CAKE transformer interpretability

Classifications are keyphrase explainable! Exploring local interpretability of transformer models with keyphrase extraction

This GitHub contains the code of the experiments for our paper, and an example on how to easily use it in your pipeline. The github "CAKE Interpretability" contains the code for a preliminary version of CAKE. The trained models used for our experiments can be found here

CAKE Tranformers Interpretability

Classifications are keyphrase explainable! Exploring local interpretability of transformer models with keyphrase extraction

Abstract

Keyphrase extraction is a widely discussed topic in Natural Language Processing, as it offers a concise summary of the main topics in a document.

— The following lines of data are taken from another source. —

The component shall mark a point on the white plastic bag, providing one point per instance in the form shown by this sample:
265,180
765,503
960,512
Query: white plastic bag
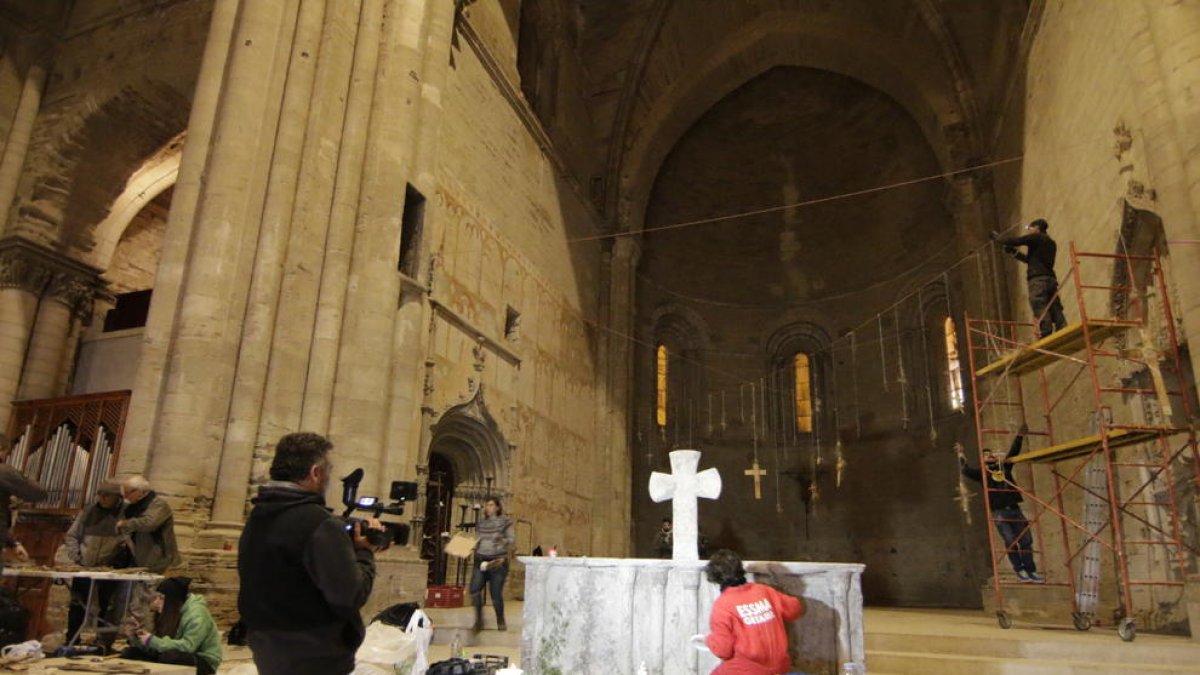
421,629
389,649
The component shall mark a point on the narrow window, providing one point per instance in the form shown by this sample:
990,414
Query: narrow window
511,324
411,225
803,393
660,406
130,311
953,364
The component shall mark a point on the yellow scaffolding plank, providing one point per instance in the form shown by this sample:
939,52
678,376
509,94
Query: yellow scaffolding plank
1087,444
1051,347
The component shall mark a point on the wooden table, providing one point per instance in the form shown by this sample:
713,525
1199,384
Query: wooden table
54,665
61,575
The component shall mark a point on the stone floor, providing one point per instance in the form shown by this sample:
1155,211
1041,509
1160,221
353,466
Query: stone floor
909,641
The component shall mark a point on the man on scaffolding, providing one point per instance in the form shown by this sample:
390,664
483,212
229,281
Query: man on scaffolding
1005,502
1043,285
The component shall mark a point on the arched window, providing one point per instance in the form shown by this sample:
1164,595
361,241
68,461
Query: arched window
660,386
953,365
803,381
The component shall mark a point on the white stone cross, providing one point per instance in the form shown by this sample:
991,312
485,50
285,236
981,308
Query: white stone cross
756,472
683,487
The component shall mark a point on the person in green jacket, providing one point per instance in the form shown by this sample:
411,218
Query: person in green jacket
185,633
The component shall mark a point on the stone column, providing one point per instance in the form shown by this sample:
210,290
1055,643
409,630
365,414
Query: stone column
45,297
359,417
406,448
297,145
17,144
203,333
157,336
624,257
1165,63
973,208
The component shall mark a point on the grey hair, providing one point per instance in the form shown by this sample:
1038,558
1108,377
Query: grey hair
136,483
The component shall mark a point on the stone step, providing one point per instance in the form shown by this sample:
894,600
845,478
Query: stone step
448,621
923,663
1105,646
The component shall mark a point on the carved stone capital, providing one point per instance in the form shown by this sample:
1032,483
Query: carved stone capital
627,251
49,274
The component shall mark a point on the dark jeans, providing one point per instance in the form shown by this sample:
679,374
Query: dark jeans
109,598
1018,537
174,657
495,579
1045,304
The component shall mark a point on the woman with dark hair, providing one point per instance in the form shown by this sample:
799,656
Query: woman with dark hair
185,633
747,628
496,542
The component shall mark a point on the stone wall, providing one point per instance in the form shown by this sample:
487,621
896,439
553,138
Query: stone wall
505,216
1110,144
736,299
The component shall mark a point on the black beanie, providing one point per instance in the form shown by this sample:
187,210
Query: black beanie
174,587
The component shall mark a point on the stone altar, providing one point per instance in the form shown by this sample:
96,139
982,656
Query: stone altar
607,616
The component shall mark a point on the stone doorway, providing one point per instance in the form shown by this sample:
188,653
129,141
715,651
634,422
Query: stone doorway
468,461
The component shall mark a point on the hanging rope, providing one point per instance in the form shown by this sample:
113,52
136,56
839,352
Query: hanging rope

Interpretability is also an important aspect in Machine Learning as it helps prevent socio-ethical issues, such as bias and discrimination against minorities, or mistakes that may have serious consequences. Interpretability has recently gained prominence in the field of Natural Language Processing, where transformers are the dominant architectures. The goal of interpretability is to provide interpretations that pinpoint the elements of an instance contributing the most to its decision. In this work, we use keyphrase extraction to facilitate the interpretability process, producing smaller, more concise interpretations that also consider word interactions, as keyphrases usually consist of multiple words. Additionally, our technique is based on semantic similarity, making it faster and zero-shot ready, which is ideal for online learning scenarios. We evaluated the effectiveness of our method through a series of quantitative and qualitative experiments on the well-known BERT model, comparing it against several state-of-the-art competitors.

Logo

Our logo was generated by DALLE-2 given the prompt: "Optimus prime holding a cake, 3D pixel art"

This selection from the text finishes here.